"The
SAGE Handbook of Marxism" bagian I
“Reworking the Critique of Political Economy” tadi
malam kami lakukan. Tema-tema terkait Marx ini memang sesuatu yang helikopter, kami
bersepakat memang bahasan terkait ekopol ini cukup banyak dan berat.
Kami merefleksikan keseluruhan bagian di bab 1 mengulas terkait fenomena kapitalisme di masa lalu dan di masa sekarang yang sudah jauh berbeda.
Setiap pemikir di
masing-masing chapter berusaha ditarik sesuai dengan kondisi di masa sekarang.
Sehingga perlu dipikirkan lebih mendalam terkait: “Kapitalisme macam apa yang
kita hadapi sekarang? Masalah sehari-hari apa yang berhubungan dengan modal dan
kelas yang dihadapi saat ini?”
Kawan lain berpendapat pula jika dilihat, bahasan Marx ini seperti kultur sekolahan. Marx dirasa kaku, old school culture, kurang bersastra, dan bikin capek. Apalagi membaca Marx tua yang kerasa kaku bin njiletnya. Belum bisa membawakannya ke dalam selubung yang lebih enak, seni, dan sastra.
Meski jika dipikirkan ulang,
“bagaimana manusia dilepaskan dari hakikatnya” itu juga sesuatu yang puitis. Walaupun
secara sastrawi atau akrobatik kata belum seperti Zarathustra yang berani
mengatakan, “Saya suka dengan kehidupan yang penuh rasa takut dan kebosanan,
itu bagus.”
Di sisi lain pembahasan di bab-bab ini juga memberikan pesimisme baru, tentang keterasingan kita yang semakin tersedot, memikirkan bagaimana menjadi buruh yang bebas?
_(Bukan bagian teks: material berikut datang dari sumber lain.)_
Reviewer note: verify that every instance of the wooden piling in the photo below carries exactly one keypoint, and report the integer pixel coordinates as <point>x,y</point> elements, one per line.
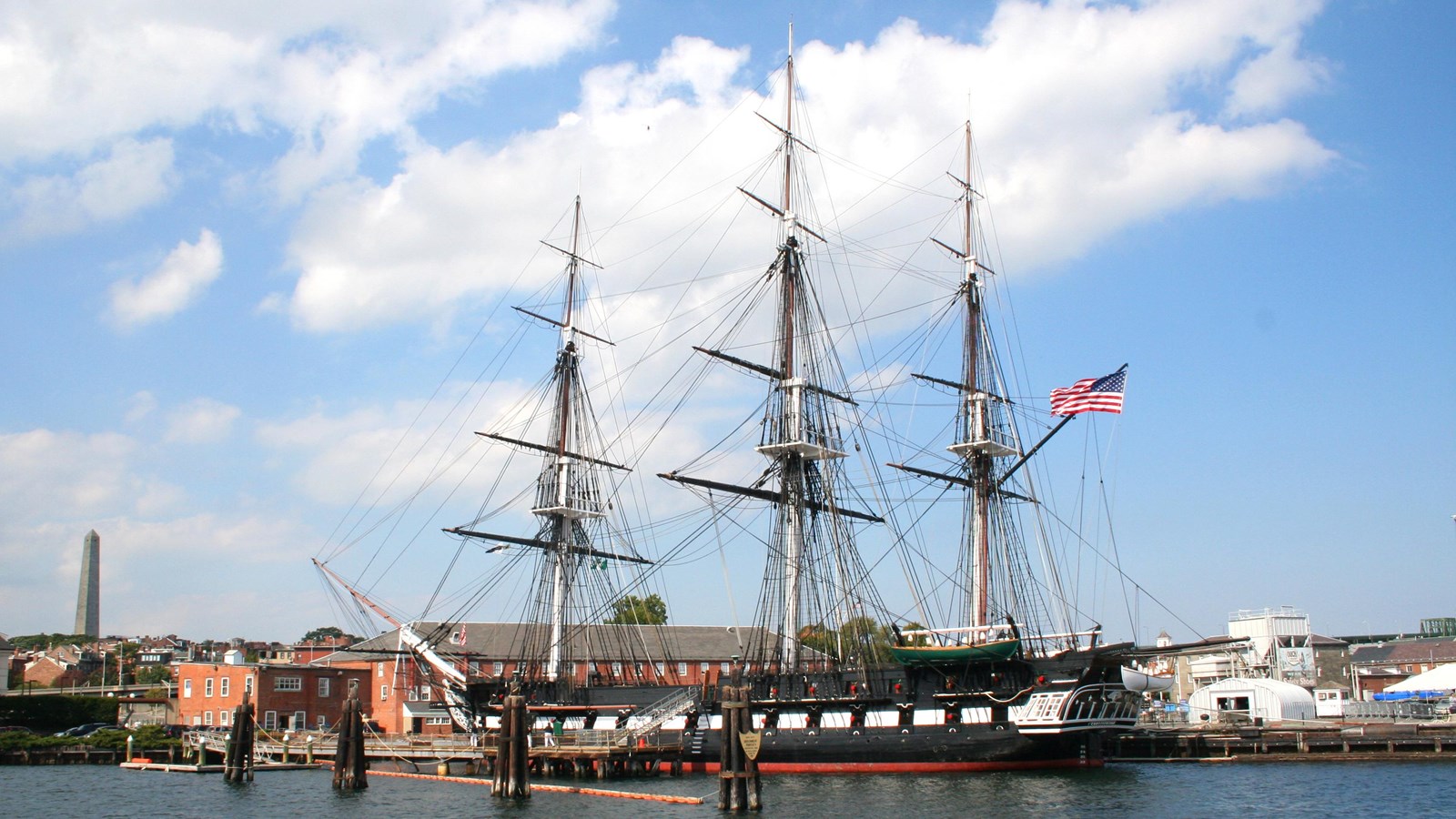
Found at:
<point>238,760</point>
<point>513,751</point>
<point>739,785</point>
<point>349,763</point>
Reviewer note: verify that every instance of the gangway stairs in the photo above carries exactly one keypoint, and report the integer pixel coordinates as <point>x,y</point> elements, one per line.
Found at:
<point>659,713</point>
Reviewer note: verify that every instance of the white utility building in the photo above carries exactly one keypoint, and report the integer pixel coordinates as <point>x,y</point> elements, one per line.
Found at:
<point>1269,700</point>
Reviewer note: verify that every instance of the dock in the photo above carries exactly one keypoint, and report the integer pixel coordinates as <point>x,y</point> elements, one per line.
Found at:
<point>187,768</point>
<point>1361,742</point>
<point>581,753</point>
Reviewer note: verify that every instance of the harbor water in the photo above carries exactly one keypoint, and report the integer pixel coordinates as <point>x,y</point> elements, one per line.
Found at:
<point>1210,789</point>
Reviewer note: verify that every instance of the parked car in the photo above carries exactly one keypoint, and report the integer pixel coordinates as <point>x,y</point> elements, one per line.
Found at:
<point>85,731</point>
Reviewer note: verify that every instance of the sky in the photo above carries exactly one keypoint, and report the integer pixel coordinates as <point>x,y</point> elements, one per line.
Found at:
<point>244,244</point>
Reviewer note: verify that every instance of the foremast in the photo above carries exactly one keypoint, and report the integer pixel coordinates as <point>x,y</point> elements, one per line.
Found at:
<point>570,487</point>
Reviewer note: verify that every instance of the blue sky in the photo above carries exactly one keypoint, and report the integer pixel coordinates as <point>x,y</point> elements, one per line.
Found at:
<point>242,247</point>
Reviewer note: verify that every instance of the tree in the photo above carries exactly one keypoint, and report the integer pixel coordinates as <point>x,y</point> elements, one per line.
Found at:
<point>153,675</point>
<point>638,611</point>
<point>322,632</point>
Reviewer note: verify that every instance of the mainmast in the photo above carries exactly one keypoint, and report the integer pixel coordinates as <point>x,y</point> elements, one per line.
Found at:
<point>562,513</point>
<point>979,439</point>
<point>976,428</point>
<point>800,438</point>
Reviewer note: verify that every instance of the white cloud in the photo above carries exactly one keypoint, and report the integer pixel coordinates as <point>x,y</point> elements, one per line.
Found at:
<point>130,178</point>
<point>1084,116</point>
<point>140,405</point>
<point>331,75</point>
<point>177,285</point>
<point>1273,79</point>
<point>46,472</point>
<point>201,420</point>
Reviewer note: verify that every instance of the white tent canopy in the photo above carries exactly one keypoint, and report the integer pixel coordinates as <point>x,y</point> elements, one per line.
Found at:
<point>1264,698</point>
<point>1441,678</point>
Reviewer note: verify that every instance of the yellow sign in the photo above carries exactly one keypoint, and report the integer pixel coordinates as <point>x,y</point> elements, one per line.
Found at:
<point>750,743</point>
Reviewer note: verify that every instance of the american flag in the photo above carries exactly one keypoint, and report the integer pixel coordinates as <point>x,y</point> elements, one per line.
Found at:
<point>1091,395</point>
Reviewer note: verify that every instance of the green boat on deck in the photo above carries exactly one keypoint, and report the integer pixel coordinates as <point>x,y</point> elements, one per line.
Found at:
<point>954,654</point>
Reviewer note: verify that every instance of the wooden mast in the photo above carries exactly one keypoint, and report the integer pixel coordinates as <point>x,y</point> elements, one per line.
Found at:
<point>791,475</point>
<point>977,413</point>
<point>561,557</point>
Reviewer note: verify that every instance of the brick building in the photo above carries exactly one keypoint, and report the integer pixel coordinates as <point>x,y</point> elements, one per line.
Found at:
<point>284,697</point>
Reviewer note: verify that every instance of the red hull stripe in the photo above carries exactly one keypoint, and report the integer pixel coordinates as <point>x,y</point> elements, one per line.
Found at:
<point>900,767</point>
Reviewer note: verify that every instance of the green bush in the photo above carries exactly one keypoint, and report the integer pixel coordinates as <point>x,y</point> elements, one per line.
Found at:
<point>53,713</point>
<point>146,738</point>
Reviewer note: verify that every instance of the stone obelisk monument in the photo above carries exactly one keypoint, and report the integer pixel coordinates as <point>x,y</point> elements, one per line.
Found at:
<point>87,603</point>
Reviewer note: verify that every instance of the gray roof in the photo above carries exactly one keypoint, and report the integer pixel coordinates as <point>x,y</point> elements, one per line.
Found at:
<point>608,643</point>
<point>1419,651</point>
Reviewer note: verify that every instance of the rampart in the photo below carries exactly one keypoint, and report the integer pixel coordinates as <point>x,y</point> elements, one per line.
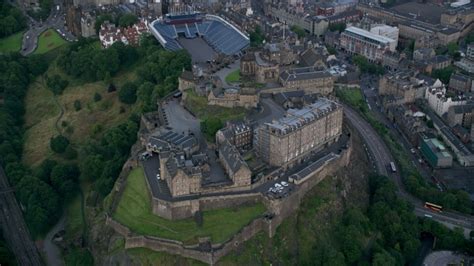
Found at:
<point>206,252</point>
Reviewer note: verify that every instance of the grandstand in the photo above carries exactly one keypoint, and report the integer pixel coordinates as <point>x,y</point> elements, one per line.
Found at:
<point>218,33</point>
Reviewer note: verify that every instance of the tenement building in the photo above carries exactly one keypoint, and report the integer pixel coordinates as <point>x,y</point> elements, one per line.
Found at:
<point>310,79</point>
<point>302,131</point>
<point>372,46</point>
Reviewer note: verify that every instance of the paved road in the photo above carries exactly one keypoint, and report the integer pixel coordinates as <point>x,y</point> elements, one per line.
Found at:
<point>55,21</point>
<point>382,158</point>
<point>14,228</point>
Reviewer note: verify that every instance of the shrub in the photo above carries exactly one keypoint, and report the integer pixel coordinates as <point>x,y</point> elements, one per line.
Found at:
<point>59,144</point>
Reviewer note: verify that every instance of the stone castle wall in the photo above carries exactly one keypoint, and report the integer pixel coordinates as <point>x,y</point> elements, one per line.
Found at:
<point>281,208</point>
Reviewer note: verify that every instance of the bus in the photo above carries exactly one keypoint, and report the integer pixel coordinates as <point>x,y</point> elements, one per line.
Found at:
<point>433,207</point>
<point>392,167</point>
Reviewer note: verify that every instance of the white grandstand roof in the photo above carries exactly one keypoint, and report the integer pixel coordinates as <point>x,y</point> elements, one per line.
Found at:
<point>370,35</point>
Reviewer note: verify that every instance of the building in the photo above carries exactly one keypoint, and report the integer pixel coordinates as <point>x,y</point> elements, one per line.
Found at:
<point>234,165</point>
<point>372,46</point>
<point>402,84</point>
<point>387,31</point>
<point>238,134</point>
<point>461,83</point>
<point>423,54</point>
<point>88,25</point>
<point>440,102</point>
<point>410,122</point>
<point>302,131</point>
<point>435,153</point>
<point>233,97</point>
<point>253,65</point>
<point>309,79</point>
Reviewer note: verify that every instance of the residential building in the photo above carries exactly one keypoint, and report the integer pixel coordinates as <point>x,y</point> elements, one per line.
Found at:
<point>440,102</point>
<point>461,115</point>
<point>309,79</point>
<point>435,153</point>
<point>402,84</point>
<point>302,131</point>
<point>233,97</point>
<point>372,46</point>
<point>387,31</point>
<point>461,83</point>
<point>423,54</point>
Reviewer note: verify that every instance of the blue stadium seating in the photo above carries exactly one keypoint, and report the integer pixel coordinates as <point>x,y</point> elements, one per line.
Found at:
<point>220,36</point>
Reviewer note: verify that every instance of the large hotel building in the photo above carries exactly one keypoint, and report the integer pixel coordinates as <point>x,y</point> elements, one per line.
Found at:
<point>301,131</point>
<point>372,46</point>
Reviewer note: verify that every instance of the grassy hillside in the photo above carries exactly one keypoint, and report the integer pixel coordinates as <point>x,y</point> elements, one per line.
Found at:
<point>44,118</point>
<point>11,43</point>
<point>49,40</point>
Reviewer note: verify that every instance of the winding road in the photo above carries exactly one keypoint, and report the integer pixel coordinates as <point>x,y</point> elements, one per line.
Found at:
<point>14,228</point>
<point>382,158</point>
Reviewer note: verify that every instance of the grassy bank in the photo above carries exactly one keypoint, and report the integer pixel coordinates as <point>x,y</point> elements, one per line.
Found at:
<point>198,106</point>
<point>11,43</point>
<point>49,40</point>
<point>134,211</point>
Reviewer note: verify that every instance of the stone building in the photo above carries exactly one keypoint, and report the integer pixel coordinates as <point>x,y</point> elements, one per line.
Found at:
<point>461,83</point>
<point>402,84</point>
<point>233,97</point>
<point>234,165</point>
<point>461,115</point>
<point>301,132</point>
<point>440,102</point>
<point>310,79</point>
<point>238,134</point>
<point>252,65</point>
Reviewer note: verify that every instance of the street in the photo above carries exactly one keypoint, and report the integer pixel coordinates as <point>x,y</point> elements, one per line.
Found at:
<point>382,156</point>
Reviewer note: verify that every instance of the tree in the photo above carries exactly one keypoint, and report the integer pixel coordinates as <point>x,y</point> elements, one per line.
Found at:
<point>97,97</point>
<point>339,27</point>
<point>56,84</point>
<point>257,37</point>
<point>128,93</point>
<point>64,179</point>
<point>77,105</point>
<point>59,144</point>
<point>127,20</point>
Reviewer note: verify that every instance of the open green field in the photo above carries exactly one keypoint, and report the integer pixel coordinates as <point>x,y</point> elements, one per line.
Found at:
<point>134,211</point>
<point>11,43</point>
<point>48,41</point>
<point>198,106</point>
<point>147,257</point>
<point>43,109</point>
<point>233,76</point>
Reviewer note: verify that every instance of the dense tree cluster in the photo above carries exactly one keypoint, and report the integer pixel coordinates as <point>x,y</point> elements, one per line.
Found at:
<point>104,158</point>
<point>84,61</point>
<point>40,199</point>
<point>11,19</point>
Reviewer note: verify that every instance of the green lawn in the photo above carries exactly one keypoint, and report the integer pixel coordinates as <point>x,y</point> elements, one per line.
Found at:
<point>233,76</point>
<point>198,105</point>
<point>11,43</point>
<point>48,41</point>
<point>134,211</point>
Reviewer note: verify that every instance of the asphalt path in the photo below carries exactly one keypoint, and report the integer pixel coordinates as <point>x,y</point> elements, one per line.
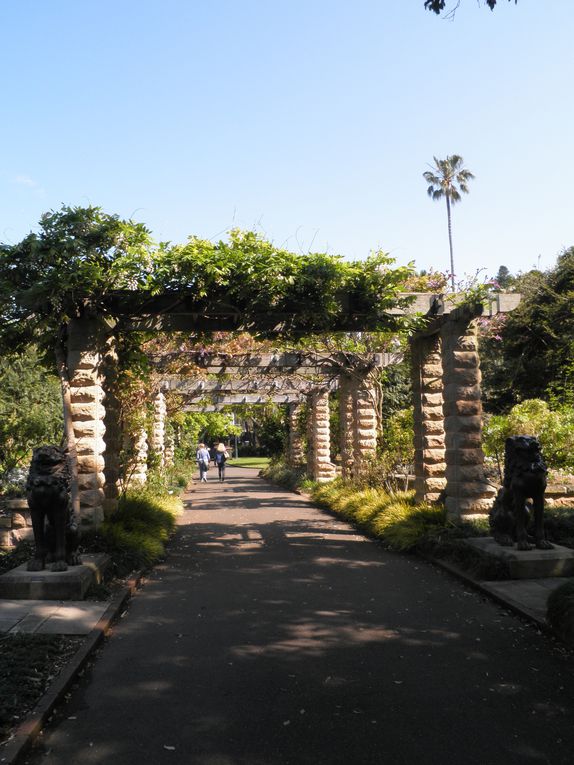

Atau menanyakan ulang, kerja yang benar-benar kerja itu apa? Disibukkan dengan kerja dan berakhir dengan “yang penting kerja.”
Sama dengan tradisi “yang penting makan dan kenyang”, padahal dulu makan adalah sesuatu yang sakral, dipilih dari benih baik, cara mengolah yang tepat, hingga proses sakral yang ada di jamuan makan.
Ofek dan Sulkhan bercerita, grup Simulakra ini diawali dari
wacana cultural studies saat dia dan teman-temannya menempuh studi S2. Bahasan terkait
ekopol media yang kompleks dan dirasa masih sangat konspiratif.
"Setiap orang mengalami kapitalisme masing-masing,” kata Ofek.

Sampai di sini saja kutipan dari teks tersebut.